Across the parking lot, there were a few rides, a Ferris Wheel, some Crazy Cars. And finally, when my parents were done looking at the big, shiny doom and gloom, they said OK to my constant complaint, "I want to ride, I want to ride the Crazy Cars." My mother handed me some money and away I ran at top speed covering the distance like somebody on fire until I got close enough to see the midget selling tickets. My father said I looked like a cartoon character as it approaches a cliff, legs running in reverse, body leaning backwards, slowing with that screeching sound as forward motion continues. The midget asked me if I wanted to buy a ticket. "No thanks," I said. I'd been scarred.
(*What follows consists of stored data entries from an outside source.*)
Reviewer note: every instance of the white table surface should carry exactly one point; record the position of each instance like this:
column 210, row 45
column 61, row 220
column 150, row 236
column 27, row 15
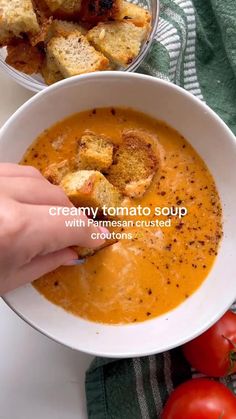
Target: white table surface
column 39, row 379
Skip ahead. Twelve, thirteen years old. I'm staying with my aunt and uncle who are manning an Amway exhibit at a smallish county fair. The evening winds down, and just before the fair closes, they let me go explore the midway, a small oval up and back. I wander against the crowd as they make their way to the exits, moving into the darkness and quiet of the far turn, puddles of light and shadow, the blinking of colored lamps. I stop and look at jars filled with human oddities, babies with fins and gills and tails, bleached, puckered homunculi floating in a galaxy of formaldehyde, bent, constrained. Near the end where the midway began to turn, a bored man stood before a sign advertising "The World's Smallest Man." I lingered a moment as he stared away toward the retreating crowds. Twenty-five cents. I approached him timidly with the coin. He took it silently and waved me in. I entered the tent slowly on a sawdust floor. There was a box with cutaway sides on a table. Inside, there was a giant reel-to-reel tape recorder, a microphone on a table stand, and looking off over the opposite side, a tiny man with a giant head. He had not heard me enter and I did not know what to do. I stood for a while, confused, looking at him looking out at the crowd. The hair on the back of my neck stood up as I thought about the TV show, "The Wild, Wild West," remembering the dwarf's companion, the Giant as I stood there in the dim tent alone. But the smallest man in the world must have felt me there, felt something, for suddenly he whipped around to face me, giving out a tiny shout of surprise, me echoing him exactly a millisecond behind like reverb. And there we stood, looking at each other painfully, my twelve-year old brain not prepared for the etiquette required. Then he waddled over to the tape recorder that seemed to be as big as he, and with both hands, he turned the switch with a dull clunk, and the reels began to rotate. With his tiny hand, he pushed up his horn rimmed glasses that made his eyes enormous, and then spoke to me in a small, miserable voice: "Is there anything you would like to ask me?" I was paralyzed. I shook my head back and forth with too much emphasis, then turned toward the exit, legs stiff, spine rigid.
But weirder times were coming. On my birthday in 1964, the Beatles appeared live on The Ed Sullivan Show. But that's enough for now.